だから、ぼくにとっても、そしておそらく誰にとっても、トランプそのものへの評価なんてのはどうでもいいんだな。彼がいてもいなくてもいい。それが当て馬役の荒唐無稽な過激発言であっても、それを許し、肯定するか、許容する人が非常に増えた、ってことなんだな。なぜそれが増えたのか?そこが一番の問題だよ。なぜそういう人が増えたのか?力を持ったのか?ってことね。

たとえていえば、舞台で主役を張っているエリートくんを目立たせるために、「どうせ消えていくにきまっている」「当て馬」として、意味もなんにもない過激な台詞を吐く明らかな「バカ役」とか「悪役」を配しておいた、というのが全体のキャストだったんだが、いざ蓋を開けてみれば、その「悪役」のほうが人気が出てしまった、みたいな感じかね。
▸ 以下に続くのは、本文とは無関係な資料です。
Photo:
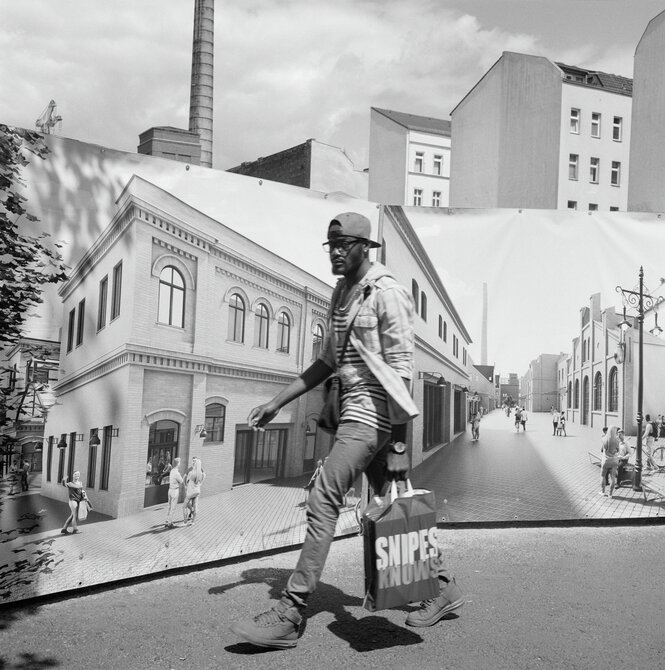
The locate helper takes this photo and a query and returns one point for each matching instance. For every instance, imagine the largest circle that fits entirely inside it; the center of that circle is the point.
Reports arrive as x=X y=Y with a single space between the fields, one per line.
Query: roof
x=610 y=82
x=425 y=124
その昔、「ジーザス・クライスト・スーパースター」の劇団四季版を見たんだが、イエス・キリスト役の鹿賀丈史なんかよりも、ユダ役の欧州の舞台を数多く踏んだ寺田稔がとにかく深みも迫力もすごくて、明らかに寺田の演技や歌の迫力に、鹿賀が完全に飲まれてしまっていた、ってのを思い出した。あのミュージカルは、結果として、寺田ユダのための舞台だったといっていい。なにせ寺田ユダが最初に歌う場面を聞かせると、聞いた誰もがその歌が終わるまでじっと黙って聞き入る。聞いた誰もが、終わるまで息もせず、終わると「はっ」と正気に返り「はぁー」と息をする。そういう緊張感が溢れていた。あの言い知れぬ迫力は、明らかに鹿賀のイエスを食ってしまった、と言っていい。今でも寺田ユダの歌声は細部まで耳に残っているが、鹿賀イエスの歌はまるで耳に残っていない。

自分が見るに、イエス役の「ヒラリー」より、ユダ役の「トランプ」のほうが、上手だった。だから、一般的に聞けばあれだけの人種差別的「暴言」を吐きながら、多数に支持されたのだ、と私は思う。簡単に言えば「脇役」の配役を間違えたのだ。なぜ配役を間違えたかというと、トランプを凌ぐ人間的迫力のある演出家がいなかったからだ、と、私は思う。

まぁ、どの世界でも「正義」ってのは迫力はないものではあるんだけどね。